Sounds familiar, doesn’t it? Nuremburg’s resident homeopath Karl Prue’s defense should as well:
[Prue] pointed out that even children, lunatics and animals had been successfully cured. Based on Hahnemann’s assertions, he challenged Wahrhold/von Hoven to try the effects of a C30 dilution of salt on himself. The odds were 10 to 1, he claimed, that his opponent would experience some extraordinary sensations as a result – and these were nothing compared to the much stronger effects on the sick.”
Eventually a trial was designed and agreed upon by both parties to test the effect of a 30C dilution of salt. The trial design was surprisingly good, as it was:
Randomized: participants had an equal chance of being in either the control or experimental group
Controlled: participants not given the experimental therapy were given an indistinguishable and inert placebo
Blinded: participants didn’t know if they received the homeopathic dilution or placebo
Double-blinded: the experimenters didn’t know which participants received the homeopathic dilution or placebo, as the placebo and homeopathic dilution were prepared and the vials containing them randomized and coded by people independent from the experimenters.

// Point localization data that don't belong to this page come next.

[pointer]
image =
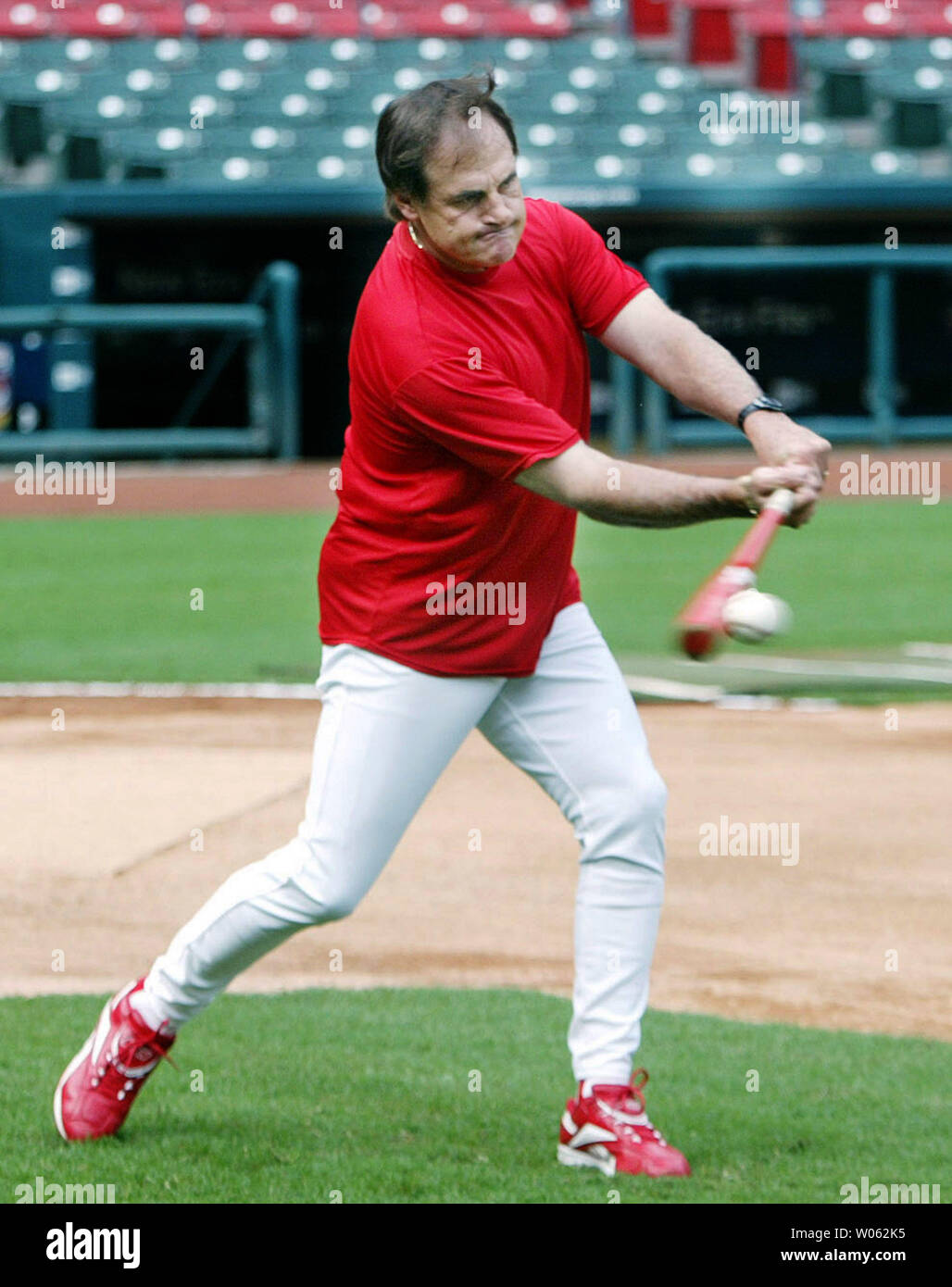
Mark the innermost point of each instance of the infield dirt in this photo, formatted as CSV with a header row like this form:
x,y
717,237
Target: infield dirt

Well Powered: the trial contained enough participants so that if, as Prue claimed “the odds were 10 to 1… to experience some extraordinary sensations” that it could detect a difference between the two groups.
Transparent: The design, hypothesis, methods and outcomes were agreed upon beforehand and explained in detail to all participants, conducted publicly (in a literal Pub in fact; these people were full of good ideas), results were published quickly, and any deviation from protocol was acknowledged.
Of the 54 people they managed to enroll, 50 completed the study three weeks later by reporting what, if any, “extraordinary sensations” they had experienced following ingestion of their vial. 5 people reported sensations in the homeopathic group, 3 in the control, which was statistically insignificant. Homeopathy had failed the first of many RCTs.
I am not putting this trial forward as the final (though perhaps it could be considered one of the first) nail in homeopathy’s coffin. The trial design had areas of potential bias, most notably that the symptoms which qualified as “extraordinary” are not well defined (though a glance at the homeopathic proving of “Natrum Muriaticum” or “table salt” provides some insight into this particular problem), and the fact that it relied upon participants to honestly report all symptoms; a hostile or imperceptive set of participants could easily confound the study. Nevertheless, on the whole it was solidly designed and executed, particularly when one considers that this is one of the first double-blind, randomized controlled trials ever documented.
Time To Move On
Here we are in 2010, 175 years after the first of legion negative RCTs of homeopathy, yet it persists with the same tired old arguments. Is there anything to gain from investing more time, money, resources, and ignoring the highly dubious ethics of subjecting human subjects to a trial that has no hope of benefiting them or humanity, just to prove one more time that homeopathy is an utter failure? No, and here’s why.
I look at the current debate surrounding homeopathy, and I see three primary groups. The first accepts the last two centuries of scientific progress and evidence and concludes that homeopathy is a delusion unworthy of further study. They don’t need another trial.
The second believes in homeopathy in spite of the gargantuan volume of evidence; further evidence will do nothing to change their minds. They don’t need another trial.
The final group is comprised of people who are unaware of the nature of homeopathy or the evidence that already exists. This final group requires exposure and education; they require World Homeopathy Awareness Week (SBM edition). They don’t need another trial.